Levine was hired in 1965, along with famed couturier Emilio Pucci and designer Alexander Girard, to help overhaul a new look and style for Braniff International Airways. The campaign, developed by Jack Tinker and Partner's Mary Wells Lawrence, was dubbed The End Of The Plain Plane, and was a revolutionary airline overhaul, which had never been attempted. Levine designed the unique shoes that complemented the Pucci uniform designs.

==Innovations==

Fashion innovations introduced by Beth Levine for the Herbert Levine label include boots as Haute Couture, "Spring-o-lator" mules (where an elastic strip allowed the wearer to keep the shoes securely on while wearing stockings despite the lack of any straps at the side or back of the shoes), stocking boots (pantyhose with heels attached, as well as boots made from materials like vinyl and acrylic) and clear plastic shoes.

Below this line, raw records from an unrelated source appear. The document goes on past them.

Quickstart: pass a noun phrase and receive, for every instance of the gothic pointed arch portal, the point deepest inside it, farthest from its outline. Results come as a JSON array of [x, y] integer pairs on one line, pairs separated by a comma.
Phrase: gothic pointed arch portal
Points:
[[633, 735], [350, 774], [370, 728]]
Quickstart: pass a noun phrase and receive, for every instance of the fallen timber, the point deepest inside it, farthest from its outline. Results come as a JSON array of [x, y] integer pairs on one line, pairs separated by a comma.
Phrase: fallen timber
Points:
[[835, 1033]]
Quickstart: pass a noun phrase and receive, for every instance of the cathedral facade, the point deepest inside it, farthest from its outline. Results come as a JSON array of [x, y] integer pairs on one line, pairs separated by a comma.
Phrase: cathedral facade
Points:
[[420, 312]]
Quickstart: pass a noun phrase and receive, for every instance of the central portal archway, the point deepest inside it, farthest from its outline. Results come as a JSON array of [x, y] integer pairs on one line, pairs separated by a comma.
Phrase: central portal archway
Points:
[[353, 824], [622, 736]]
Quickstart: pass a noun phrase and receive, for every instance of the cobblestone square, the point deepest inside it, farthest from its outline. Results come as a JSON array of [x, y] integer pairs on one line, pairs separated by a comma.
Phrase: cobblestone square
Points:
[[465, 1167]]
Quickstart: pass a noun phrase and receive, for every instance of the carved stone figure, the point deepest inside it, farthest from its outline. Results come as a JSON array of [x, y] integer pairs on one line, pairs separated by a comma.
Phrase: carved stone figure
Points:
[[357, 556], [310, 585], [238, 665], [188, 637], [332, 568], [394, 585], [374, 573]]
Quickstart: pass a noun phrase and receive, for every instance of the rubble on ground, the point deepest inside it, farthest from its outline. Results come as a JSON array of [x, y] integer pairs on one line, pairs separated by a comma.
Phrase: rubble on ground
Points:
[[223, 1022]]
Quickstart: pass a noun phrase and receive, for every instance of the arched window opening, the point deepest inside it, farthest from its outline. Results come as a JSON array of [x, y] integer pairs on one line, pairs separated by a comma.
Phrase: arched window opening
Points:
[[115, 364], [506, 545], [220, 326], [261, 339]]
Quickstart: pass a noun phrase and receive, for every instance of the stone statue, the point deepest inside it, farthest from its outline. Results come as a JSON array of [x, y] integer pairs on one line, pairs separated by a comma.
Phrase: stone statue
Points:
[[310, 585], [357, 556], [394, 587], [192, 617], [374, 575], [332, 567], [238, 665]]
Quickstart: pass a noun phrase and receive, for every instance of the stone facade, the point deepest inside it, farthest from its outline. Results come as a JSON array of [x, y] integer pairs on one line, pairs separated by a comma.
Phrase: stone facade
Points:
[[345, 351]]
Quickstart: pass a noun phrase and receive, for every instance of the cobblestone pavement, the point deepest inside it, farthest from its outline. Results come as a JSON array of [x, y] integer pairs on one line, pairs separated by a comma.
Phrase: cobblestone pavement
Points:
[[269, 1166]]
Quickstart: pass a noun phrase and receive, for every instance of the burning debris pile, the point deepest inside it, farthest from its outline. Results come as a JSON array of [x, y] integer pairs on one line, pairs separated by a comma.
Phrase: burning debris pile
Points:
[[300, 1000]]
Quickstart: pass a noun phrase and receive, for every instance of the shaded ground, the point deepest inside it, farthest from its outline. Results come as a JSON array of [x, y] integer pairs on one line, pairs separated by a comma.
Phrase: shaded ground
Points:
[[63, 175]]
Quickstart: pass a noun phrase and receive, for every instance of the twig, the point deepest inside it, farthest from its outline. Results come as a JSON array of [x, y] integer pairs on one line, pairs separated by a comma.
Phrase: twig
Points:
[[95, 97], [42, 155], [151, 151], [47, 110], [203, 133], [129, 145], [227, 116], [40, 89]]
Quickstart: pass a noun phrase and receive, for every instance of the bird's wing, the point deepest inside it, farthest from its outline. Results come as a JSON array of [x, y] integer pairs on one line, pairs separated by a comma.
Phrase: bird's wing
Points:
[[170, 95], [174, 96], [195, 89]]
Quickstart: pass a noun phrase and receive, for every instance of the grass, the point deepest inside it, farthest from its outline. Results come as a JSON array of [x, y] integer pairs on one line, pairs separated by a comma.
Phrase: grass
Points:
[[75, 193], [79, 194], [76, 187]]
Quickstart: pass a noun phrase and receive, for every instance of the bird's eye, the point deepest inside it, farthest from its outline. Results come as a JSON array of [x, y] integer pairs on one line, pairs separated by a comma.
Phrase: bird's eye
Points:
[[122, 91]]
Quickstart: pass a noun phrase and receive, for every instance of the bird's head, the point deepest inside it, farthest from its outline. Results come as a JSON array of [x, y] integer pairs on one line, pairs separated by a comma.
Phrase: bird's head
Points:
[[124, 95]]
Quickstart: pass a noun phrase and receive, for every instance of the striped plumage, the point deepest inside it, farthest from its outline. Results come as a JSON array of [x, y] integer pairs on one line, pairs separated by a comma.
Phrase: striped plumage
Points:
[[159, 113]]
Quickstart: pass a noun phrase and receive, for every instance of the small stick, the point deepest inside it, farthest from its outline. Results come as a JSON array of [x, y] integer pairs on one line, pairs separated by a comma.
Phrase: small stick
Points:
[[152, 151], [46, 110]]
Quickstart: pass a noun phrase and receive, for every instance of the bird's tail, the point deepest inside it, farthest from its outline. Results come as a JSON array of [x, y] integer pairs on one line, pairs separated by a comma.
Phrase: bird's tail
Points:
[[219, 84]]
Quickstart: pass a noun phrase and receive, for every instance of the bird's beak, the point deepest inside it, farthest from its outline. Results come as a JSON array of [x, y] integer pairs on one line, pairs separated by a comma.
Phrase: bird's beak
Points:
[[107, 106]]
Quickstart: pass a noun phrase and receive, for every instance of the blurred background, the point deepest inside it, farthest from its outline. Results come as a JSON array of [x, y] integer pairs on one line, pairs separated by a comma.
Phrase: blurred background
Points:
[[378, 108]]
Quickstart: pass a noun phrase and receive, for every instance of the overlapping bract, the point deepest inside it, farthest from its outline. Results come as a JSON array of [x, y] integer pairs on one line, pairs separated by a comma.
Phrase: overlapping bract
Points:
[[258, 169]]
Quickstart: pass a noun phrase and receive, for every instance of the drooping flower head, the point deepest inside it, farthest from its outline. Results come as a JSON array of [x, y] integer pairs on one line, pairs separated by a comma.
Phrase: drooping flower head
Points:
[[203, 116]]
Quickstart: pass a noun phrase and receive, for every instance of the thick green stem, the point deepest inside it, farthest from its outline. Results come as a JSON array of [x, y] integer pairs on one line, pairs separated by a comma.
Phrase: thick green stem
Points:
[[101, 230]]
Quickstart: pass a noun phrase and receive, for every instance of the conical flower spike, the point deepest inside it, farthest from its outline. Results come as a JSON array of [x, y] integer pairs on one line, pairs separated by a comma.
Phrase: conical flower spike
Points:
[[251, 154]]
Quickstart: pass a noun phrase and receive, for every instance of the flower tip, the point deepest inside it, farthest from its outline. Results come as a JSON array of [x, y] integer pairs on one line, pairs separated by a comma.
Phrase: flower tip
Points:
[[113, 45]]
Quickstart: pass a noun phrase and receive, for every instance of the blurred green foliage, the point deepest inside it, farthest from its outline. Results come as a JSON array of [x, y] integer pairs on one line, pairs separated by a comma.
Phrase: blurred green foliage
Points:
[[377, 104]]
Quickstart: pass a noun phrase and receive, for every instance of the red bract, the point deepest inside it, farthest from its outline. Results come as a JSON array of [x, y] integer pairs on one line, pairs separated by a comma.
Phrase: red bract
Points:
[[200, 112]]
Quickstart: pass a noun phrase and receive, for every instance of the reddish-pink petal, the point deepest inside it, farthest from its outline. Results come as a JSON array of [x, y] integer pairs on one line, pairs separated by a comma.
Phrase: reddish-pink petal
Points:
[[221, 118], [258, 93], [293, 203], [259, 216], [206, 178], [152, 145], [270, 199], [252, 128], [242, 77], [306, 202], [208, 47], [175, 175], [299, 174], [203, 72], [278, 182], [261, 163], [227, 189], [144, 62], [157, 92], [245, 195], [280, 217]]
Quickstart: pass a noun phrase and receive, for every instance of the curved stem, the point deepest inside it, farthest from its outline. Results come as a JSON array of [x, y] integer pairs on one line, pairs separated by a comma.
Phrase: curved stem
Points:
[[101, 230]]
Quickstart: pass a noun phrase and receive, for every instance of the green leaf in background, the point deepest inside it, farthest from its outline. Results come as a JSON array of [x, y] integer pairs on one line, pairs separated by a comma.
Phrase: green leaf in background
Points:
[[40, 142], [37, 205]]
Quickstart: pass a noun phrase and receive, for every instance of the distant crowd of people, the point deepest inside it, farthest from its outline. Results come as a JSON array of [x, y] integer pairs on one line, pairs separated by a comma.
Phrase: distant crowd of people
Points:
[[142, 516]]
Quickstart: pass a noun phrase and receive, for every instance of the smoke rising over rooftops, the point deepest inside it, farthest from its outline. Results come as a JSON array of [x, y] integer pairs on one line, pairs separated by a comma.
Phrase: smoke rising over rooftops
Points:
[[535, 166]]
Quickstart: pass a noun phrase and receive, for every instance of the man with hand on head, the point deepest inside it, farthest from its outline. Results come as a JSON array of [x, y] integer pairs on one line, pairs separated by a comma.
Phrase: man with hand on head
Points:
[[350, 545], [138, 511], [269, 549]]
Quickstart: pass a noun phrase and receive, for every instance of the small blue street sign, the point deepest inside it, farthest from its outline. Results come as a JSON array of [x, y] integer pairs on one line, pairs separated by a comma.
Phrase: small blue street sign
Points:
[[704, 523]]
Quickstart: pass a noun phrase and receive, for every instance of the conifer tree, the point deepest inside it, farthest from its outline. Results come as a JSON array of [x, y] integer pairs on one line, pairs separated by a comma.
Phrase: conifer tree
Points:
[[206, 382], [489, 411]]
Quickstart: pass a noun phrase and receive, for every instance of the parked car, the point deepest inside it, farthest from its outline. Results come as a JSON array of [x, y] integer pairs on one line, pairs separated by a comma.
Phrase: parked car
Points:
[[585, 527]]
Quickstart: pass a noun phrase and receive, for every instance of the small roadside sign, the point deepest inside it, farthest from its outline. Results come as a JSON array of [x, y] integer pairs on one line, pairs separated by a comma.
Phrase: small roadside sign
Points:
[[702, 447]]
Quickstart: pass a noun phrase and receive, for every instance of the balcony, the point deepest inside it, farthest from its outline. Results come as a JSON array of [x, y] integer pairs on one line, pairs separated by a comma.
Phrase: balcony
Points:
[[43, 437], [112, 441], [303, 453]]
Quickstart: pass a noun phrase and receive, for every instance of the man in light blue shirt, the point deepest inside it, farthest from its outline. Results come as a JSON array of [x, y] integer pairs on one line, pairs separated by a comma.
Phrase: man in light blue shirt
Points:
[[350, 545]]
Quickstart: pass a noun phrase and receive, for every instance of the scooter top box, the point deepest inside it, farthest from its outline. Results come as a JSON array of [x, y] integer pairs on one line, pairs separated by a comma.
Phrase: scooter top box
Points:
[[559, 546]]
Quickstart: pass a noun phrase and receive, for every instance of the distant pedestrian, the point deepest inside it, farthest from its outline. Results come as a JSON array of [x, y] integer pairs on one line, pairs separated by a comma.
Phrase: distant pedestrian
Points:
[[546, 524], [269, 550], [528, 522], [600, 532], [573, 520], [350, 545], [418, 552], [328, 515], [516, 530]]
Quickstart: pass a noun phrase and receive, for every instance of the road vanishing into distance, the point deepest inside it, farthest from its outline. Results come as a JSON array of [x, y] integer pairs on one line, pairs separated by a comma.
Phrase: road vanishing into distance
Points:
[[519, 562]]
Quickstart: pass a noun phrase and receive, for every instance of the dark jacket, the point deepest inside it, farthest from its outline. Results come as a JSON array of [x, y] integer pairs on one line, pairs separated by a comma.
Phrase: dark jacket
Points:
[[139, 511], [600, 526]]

Beth was an early feminist in the fashion industry.

==Awards==
Beth Levine was awarded the Coty Award in 1967 for design innovation.

==Collections==

Levine's designs are included in the Metropolitan Museum of Art.

==Death==
Beth Levine died in Manhattan of lung cancer on September 20, 2006, aged 91, survived by a daughter, Anna Thomson-Wilson, also of Manhattan, and grandsons H Hugo Thomson and William Davidson Thomson 3rd.